Nagios, Sleep Data, and You main image

Nagios, Sleep Data, and You

  image

Gettin' Shuteye

Ian Malpass once commented that "[i]f Engineering at Etsy has a religion, it's the Church of Graphs."  And I believe!  Before I lay me down to sleep during an on-call shift, I say a little prayer that should something break, there's a graph somewhere I can reference.  Lately, a few of us in Operations have begun tracking our sleep data via Jawbone UPs.  After a few months of this we got to wondering how this information could be useful, in the context of Operations.  Sleep is important.  And being on call can lead to interrupted sleep.  Even worse, after being woken up, the amount of time it takes to return to sleep varies by person and situation.  So, we thought, "why not graph the effect of being on call against our sleep data?"

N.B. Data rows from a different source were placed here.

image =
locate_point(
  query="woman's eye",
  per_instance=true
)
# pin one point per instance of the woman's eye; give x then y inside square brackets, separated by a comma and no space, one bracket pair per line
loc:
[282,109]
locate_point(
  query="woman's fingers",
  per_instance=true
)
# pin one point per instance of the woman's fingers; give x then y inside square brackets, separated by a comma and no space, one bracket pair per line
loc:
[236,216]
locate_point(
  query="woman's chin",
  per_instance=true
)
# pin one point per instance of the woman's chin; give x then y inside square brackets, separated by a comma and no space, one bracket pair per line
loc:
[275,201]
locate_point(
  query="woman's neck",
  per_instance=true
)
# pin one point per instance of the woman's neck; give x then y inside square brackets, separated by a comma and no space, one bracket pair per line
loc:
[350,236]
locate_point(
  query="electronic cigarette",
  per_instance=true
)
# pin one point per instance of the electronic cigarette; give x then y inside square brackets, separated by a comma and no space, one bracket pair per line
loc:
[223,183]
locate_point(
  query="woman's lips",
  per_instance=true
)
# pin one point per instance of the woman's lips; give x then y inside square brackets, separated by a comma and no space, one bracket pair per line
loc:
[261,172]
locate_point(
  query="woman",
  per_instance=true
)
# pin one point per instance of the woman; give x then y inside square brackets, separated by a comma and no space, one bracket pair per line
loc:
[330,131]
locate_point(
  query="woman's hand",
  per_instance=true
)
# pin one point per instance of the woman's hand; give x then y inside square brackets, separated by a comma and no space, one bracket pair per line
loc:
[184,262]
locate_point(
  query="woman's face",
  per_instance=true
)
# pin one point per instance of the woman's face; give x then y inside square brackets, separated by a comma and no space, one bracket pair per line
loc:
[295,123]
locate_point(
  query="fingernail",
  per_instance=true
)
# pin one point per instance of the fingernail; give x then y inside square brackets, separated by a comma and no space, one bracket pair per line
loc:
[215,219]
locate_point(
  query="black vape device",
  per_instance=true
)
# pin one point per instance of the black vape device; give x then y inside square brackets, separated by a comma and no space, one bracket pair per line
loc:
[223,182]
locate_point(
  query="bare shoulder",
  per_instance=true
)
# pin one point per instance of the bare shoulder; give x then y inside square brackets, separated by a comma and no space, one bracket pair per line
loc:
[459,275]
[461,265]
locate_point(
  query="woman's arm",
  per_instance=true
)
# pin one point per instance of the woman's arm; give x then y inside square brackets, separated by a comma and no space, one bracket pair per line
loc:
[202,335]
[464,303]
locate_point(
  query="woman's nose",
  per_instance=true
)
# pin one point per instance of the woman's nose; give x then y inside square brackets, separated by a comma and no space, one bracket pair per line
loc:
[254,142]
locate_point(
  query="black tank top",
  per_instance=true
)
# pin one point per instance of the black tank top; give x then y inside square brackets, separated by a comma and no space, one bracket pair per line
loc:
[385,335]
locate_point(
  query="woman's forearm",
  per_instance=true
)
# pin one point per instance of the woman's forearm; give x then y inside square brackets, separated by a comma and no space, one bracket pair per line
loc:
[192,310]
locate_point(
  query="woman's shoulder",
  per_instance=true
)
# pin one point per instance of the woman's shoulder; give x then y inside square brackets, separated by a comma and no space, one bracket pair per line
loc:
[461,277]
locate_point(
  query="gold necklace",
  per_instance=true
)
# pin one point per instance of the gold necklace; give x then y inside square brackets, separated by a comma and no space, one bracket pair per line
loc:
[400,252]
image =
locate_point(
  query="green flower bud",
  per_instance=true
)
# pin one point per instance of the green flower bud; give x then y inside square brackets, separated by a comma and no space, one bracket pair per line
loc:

Gathering and Visualizing Data

We already visualize code deploys against the myriad graphs we generate, to lend context to whatever we're measuring.  We use Nagios to alert us to system and service issues.  Since Nagios writes consistent entries to a log file, it was a simple matter to write a Logster parser to ship metrics to Graphite when a host or service event pages out to an operations engineer.  Those data points can then be displayed as "deploy lines" against our sleep data.

For the sleep data we used, and extended, Aaron Parecki's 'jawbone-up' gem to gather sleep data (summary and detail information) via Jon Cowie's handy 'jawboneup_to_graphite' script on a daily basis.  Those data are then displayed on personal dashboards (using Etsy's Dashboard project).

Results

So far, we've only just begun to collect and display this information.  As we learn more, we'll be certain to share our findings.  In the meantime, here are examples from recent on-call shifts.

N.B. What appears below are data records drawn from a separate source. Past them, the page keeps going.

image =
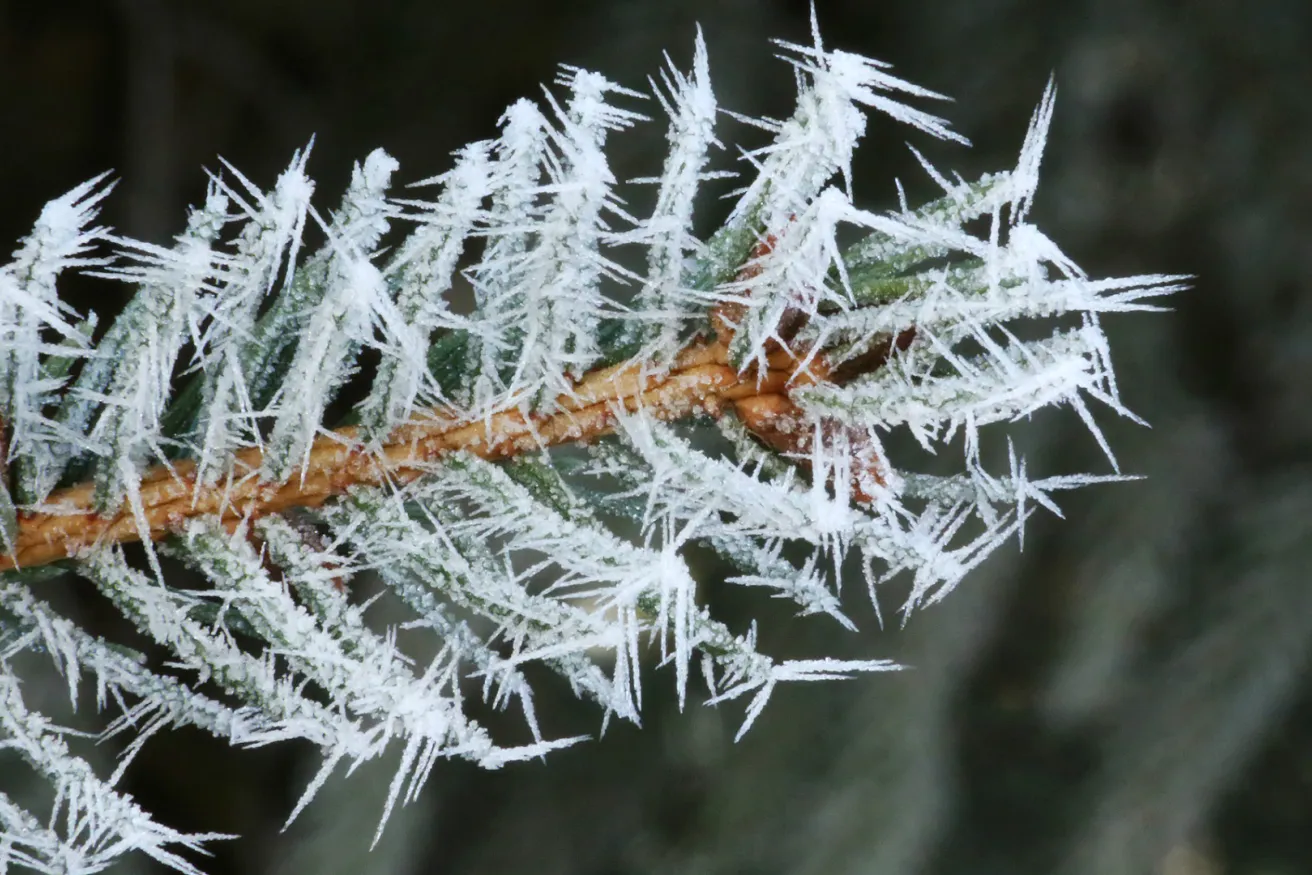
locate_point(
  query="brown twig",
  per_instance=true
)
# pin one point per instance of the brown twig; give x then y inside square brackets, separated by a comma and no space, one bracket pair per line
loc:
[701,379]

This engineer appeared to get some sleep!
Here, the engineer was alerted to a service in the critical state in the wee hours of the morning. From this graph we can tell that he was able to address the issue fairly quickly, and most importantly, get back to sleep fast.

NOTE:  Jawbone recently opened up their API.  Join the party and help build awesome apps and tooling around this device!